\documentclass[fullpage]{article}
\newtheorem{define}{Definition}
\input{preamble.tex}
\usepackage{amsmath}
\usepackage{amsfonts}
\usepackage{amssymb}
\DeclareMathOperator*{\argmin}{\arg\!\min}
\begin{document}
\lecture{20}{April 25, 2012}{Madhu Sudan}{Henry Yuen}
\section{Overview}
Today we talk about algebraic circuit lower bounds. Specifically we will show that computing the function $f(x_1,\ldots,x_n) = (x_1^r,\ldots,x_n^r)$ requires circuits of size $\Omega(n \log r)$. We will describe two proofs of this method: one is due to Strassen, which uses Bezout's theorem, and the other is by Smolensky, which uses elementary combinatorics. Between the two will be a brief interlude about Bezout's theorem.
\section{Strassen's Proof}
We will be working over algebraically closed fields $\mathbb{K}$. Let $C$ be an algebraic circuit of size $s$ computing the function $f(x_1,\ldots,x_n) = (x_1^r,\ldots,x_n^r)$. The inputs to this circuit are $x_1,\ldots,x_n$, and associate with each gate variables $y_1,\ldots,y_s$, and assume the variables $y_{s - n + 1},\ldots,y_{s}$ correspond to the output gates.
For each gate $y_i$ we can associate a polynomial $P_i(\vec{x},\vec{y})$ such that if gate $i$ were, say, adding the outputs of gates $j_1$ and $j_2$, then we set $P_i(\vec{x},\vec{y}) = y_i - (y_{j_1} + y_{j_2})$. Similarly, if gate $i$ were multiplying inputs $x_1$ and $x_2$ together, then we set $P_i(\vec{x},\vec{y}) = y_i - (x_1\times x_2)$. On input $x_1,\ldots,x_n$, one can view the operation of the circuit as solving the system of equations $\{P_i(\vec{x},\vec{y}) = 0\}$ for the unique setting of the variables $\{y_i\}$.

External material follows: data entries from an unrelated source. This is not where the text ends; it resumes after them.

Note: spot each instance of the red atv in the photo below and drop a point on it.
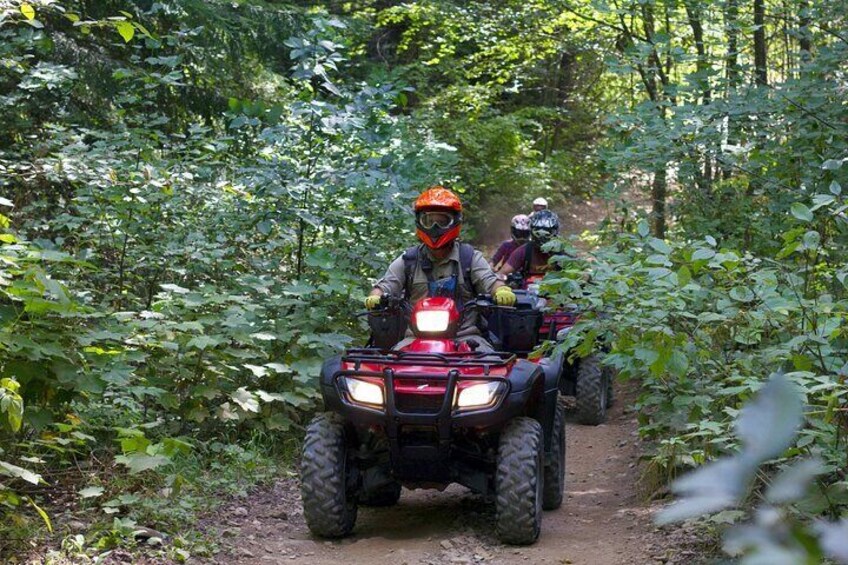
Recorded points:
(432, 413)
(584, 378)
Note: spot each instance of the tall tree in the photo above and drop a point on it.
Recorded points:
(760, 46)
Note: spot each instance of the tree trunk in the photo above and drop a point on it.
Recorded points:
(658, 194)
(804, 30)
(693, 14)
(760, 48)
(731, 29)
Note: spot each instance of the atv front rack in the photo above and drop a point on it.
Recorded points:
(485, 359)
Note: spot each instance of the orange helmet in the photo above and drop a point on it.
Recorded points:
(438, 217)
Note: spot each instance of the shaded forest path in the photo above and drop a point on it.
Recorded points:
(602, 521)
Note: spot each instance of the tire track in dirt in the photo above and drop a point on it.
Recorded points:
(603, 520)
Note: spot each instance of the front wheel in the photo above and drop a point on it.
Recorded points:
(591, 391)
(328, 506)
(518, 482)
(555, 463)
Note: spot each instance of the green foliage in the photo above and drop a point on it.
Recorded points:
(767, 426)
(177, 262)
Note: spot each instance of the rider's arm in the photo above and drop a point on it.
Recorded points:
(483, 278)
(392, 282)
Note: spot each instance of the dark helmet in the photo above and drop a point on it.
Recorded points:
(520, 227)
(544, 225)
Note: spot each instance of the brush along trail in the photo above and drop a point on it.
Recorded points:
(603, 520)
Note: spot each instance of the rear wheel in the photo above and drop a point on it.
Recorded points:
(591, 391)
(518, 481)
(555, 463)
(328, 506)
(387, 495)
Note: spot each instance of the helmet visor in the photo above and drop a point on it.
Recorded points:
(436, 219)
(542, 234)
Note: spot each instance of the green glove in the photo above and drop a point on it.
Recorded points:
(504, 296)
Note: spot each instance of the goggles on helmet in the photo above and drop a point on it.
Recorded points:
(542, 234)
(436, 219)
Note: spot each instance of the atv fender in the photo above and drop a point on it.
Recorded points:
(329, 392)
(552, 366)
(541, 380)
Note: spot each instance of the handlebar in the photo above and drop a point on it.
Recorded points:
(484, 301)
(388, 303)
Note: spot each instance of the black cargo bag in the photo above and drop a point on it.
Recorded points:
(517, 330)
(388, 327)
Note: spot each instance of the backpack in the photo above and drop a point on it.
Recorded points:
(412, 255)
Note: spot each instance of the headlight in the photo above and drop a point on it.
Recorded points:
(365, 392)
(432, 321)
(477, 396)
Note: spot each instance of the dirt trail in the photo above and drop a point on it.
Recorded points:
(602, 521)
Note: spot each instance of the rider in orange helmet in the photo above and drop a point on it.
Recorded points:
(440, 264)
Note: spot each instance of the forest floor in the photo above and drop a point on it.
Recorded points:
(605, 519)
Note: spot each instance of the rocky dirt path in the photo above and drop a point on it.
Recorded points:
(602, 521)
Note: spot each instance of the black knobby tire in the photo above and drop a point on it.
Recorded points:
(591, 391)
(518, 482)
(555, 463)
(387, 495)
(609, 375)
(329, 509)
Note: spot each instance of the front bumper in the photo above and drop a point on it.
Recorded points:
(444, 419)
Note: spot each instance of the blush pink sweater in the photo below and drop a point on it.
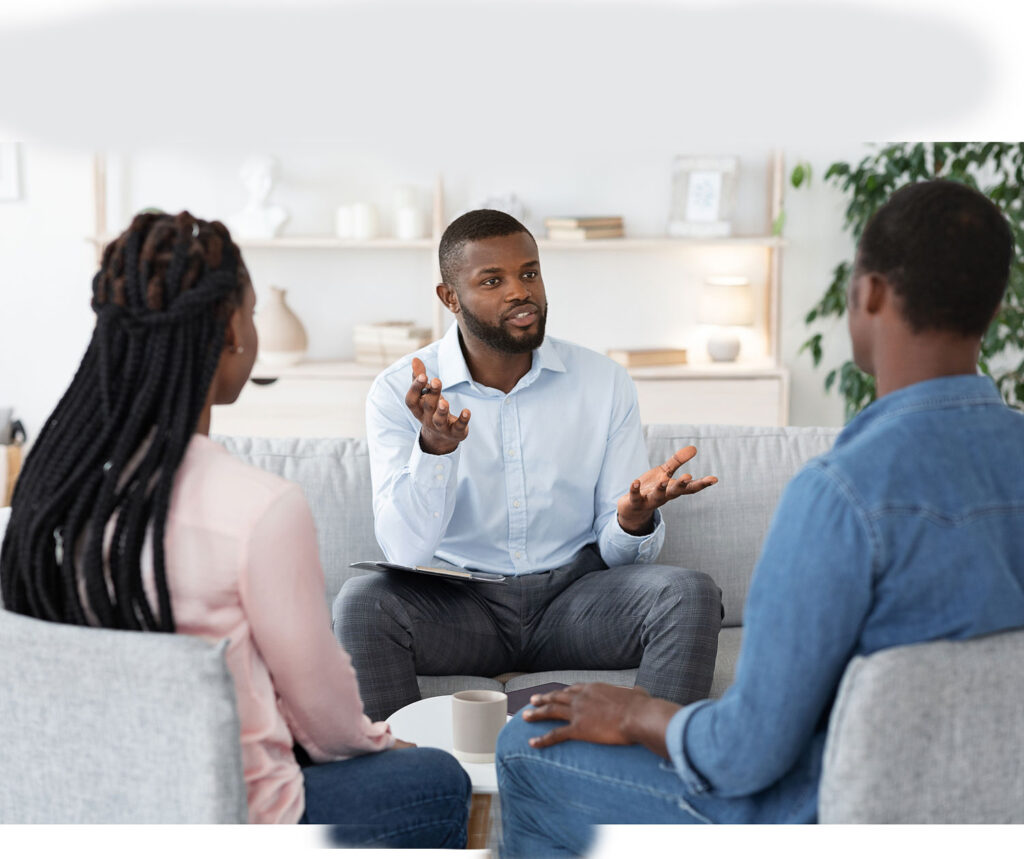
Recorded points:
(243, 564)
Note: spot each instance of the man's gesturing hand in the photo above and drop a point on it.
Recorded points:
(599, 713)
(440, 432)
(650, 490)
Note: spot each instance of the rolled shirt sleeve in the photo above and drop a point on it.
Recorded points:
(809, 596)
(414, 491)
(626, 459)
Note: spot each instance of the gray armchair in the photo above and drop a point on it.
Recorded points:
(929, 733)
(102, 726)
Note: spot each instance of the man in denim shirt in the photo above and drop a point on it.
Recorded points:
(909, 529)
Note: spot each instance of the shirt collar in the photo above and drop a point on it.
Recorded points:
(453, 370)
(933, 393)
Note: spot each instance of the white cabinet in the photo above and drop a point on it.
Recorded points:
(328, 398)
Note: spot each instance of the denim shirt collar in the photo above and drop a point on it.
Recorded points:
(453, 369)
(943, 392)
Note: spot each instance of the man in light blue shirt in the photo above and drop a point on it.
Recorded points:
(909, 529)
(498, 449)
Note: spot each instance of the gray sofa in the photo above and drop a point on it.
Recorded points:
(718, 531)
(927, 733)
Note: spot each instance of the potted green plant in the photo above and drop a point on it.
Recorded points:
(995, 169)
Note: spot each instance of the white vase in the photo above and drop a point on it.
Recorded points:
(283, 339)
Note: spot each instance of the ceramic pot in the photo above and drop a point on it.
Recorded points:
(282, 337)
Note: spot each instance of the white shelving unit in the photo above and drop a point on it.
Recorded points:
(327, 397)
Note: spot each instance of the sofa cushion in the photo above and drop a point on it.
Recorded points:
(334, 474)
(105, 726)
(929, 733)
(720, 530)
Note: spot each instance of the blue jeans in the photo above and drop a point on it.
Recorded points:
(552, 798)
(413, 798)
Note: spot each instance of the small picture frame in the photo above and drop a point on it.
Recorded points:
(704, 190)
(10, 184)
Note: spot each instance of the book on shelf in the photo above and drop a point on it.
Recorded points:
(582, 233)
(577, 221)
(647, 357)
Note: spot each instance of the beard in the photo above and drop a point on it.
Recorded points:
(502, 340)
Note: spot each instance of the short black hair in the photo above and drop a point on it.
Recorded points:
(946, 249)
(480, 223)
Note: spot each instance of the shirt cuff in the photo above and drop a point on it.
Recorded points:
(675, 740)
(645, 546)
(430, 471)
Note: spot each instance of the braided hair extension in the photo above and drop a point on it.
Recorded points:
(109, 453)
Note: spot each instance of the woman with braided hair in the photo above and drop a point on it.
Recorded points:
(128, 516)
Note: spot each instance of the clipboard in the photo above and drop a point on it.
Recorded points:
(453, 574)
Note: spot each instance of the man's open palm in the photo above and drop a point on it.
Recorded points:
(657, 486)
(440, 431)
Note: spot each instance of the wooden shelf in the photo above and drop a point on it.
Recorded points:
(328, 243)
(313, 243)
(351, 370)
(656, 242)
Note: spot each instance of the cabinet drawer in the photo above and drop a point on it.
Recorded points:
(308, 407)
(738, 401)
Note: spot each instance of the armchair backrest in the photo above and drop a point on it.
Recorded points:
(103, 726)
(929, 733)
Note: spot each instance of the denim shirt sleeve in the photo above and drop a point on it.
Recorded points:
(810, 594)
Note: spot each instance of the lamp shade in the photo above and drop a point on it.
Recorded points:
(726, 300)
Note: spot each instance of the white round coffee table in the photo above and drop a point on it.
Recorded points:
(428, 723)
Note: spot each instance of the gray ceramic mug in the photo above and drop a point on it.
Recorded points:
(477, 718)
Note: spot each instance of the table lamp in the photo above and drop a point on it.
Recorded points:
(726, 300)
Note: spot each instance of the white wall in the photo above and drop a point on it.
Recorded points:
(622, 298)
(45, 273)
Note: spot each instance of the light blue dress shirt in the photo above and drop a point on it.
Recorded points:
(538, 477)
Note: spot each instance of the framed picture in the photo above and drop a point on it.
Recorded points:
(704, 190)
(10, 186)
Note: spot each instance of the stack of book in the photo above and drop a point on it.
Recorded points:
(647, 357)
(583, 227)
(384, 343)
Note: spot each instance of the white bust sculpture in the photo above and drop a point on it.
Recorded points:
(258, 220)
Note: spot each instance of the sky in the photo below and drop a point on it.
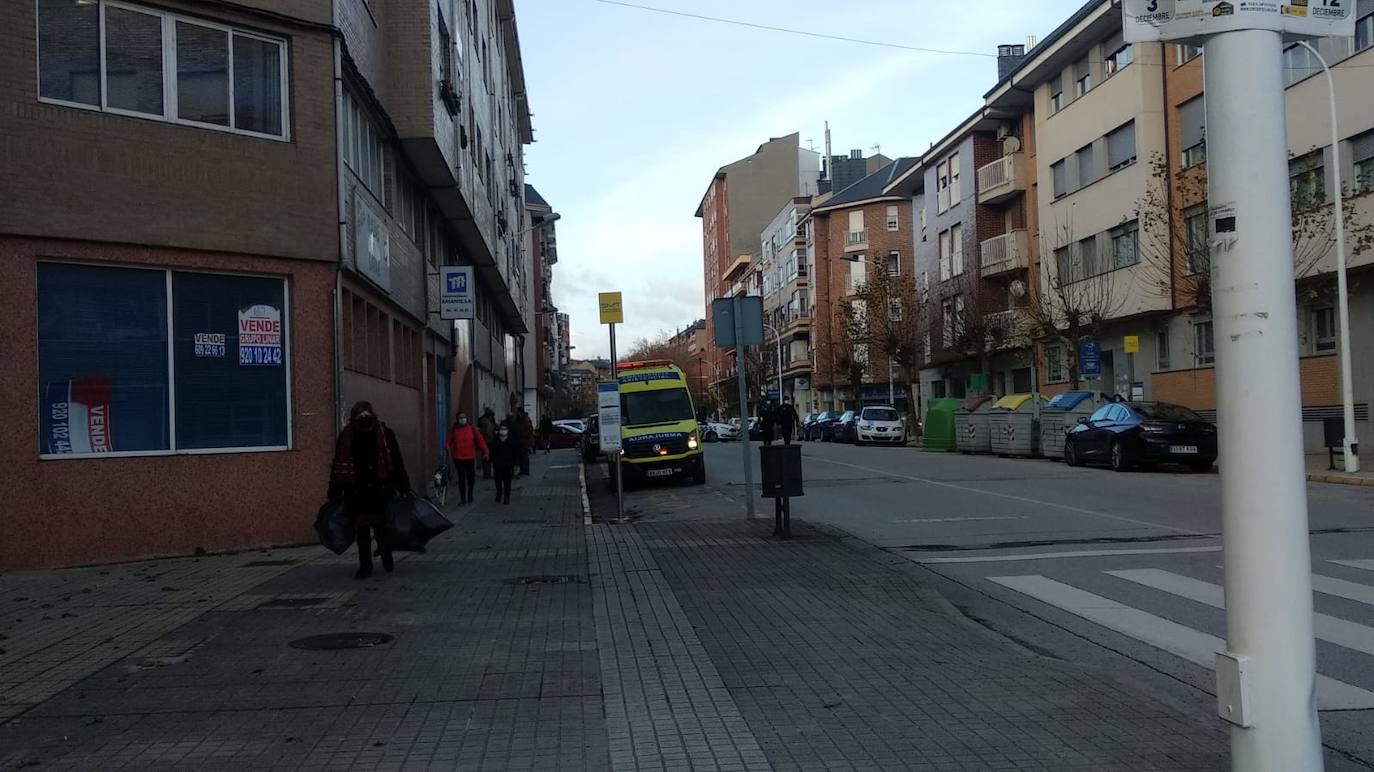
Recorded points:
(635, 110)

To obtain a lower bound on the size $s$ of the circuit, we restrict our attention to instances when the circuit $C$ will evaluate to the all $1$'s. That is, we will only consider inputs $x_1,\ldots,x_n$ such that $(x_1^r,\ldots,x_n^r) = (1,\ldots,1)$. Denote this restricted set of inputs $S$. Since $\mathbb{K}$ is algebraically closed, we know that $|S| = r^n$. By our characterization above, this restriction is equivalent to restricting the output gates $y_{s_n+1},\ldots,y_s$ to $1$. Then, the $P_i$'s become polynomials $\tilde{P}_i(x_1,\ldots,x_n,y_1,\ldots,y_{s-n})$.
Observe that for every $(x_1,\ldots,x_n)\in S$, there is still a unique setting of the $y_1,\ldots,y_{s-n}$ that satisfy the equations $\tilde{P}_i(\vec{x},y_1,\ldots,y_{s-n}) = 0$. Furthermore, for $(x_1,\ldots,x_n)\notin S$, there is no solution of $y_i$'s that will satisfy the equations. Thus the system of equations $\tilde{P}_i(\vec{x},y_1,\ldots,y_{s-n}) = 0$ has exactly $|S| = r^n$ solutions.
\begin{theorem}[Classical Bezout's Theorem]
Let $\mathbb{K}$ be an algebraically closed field. Let $f_1,\ldots,f_m\in\mathbb{K}[x_1,\ldots,x_n]$ be such that total degree of $f_i$ is at most $d_i$. Then, the number of solutions to the equations $f_1(\vec{x}) = 0,\ldots,f_m(\vec{x}) = 0$ is either infinite or at most $\prod d_i$.
\end{theorem}
We can put Bezout's theorem to use by noting that the total degree of $P_i$ is at most $2$, and thus $\deg(\tilde{P}_i) \leq 2$ as well. Since we have argued that the number of common zeroes to $\{\tilde{P}_i\}$ is finite, Bezout's theorem gives that there must be at most $2^s$ solutions. We know that there are exactly $r^n$ solutions, so this gives that $s\geq n \log r$.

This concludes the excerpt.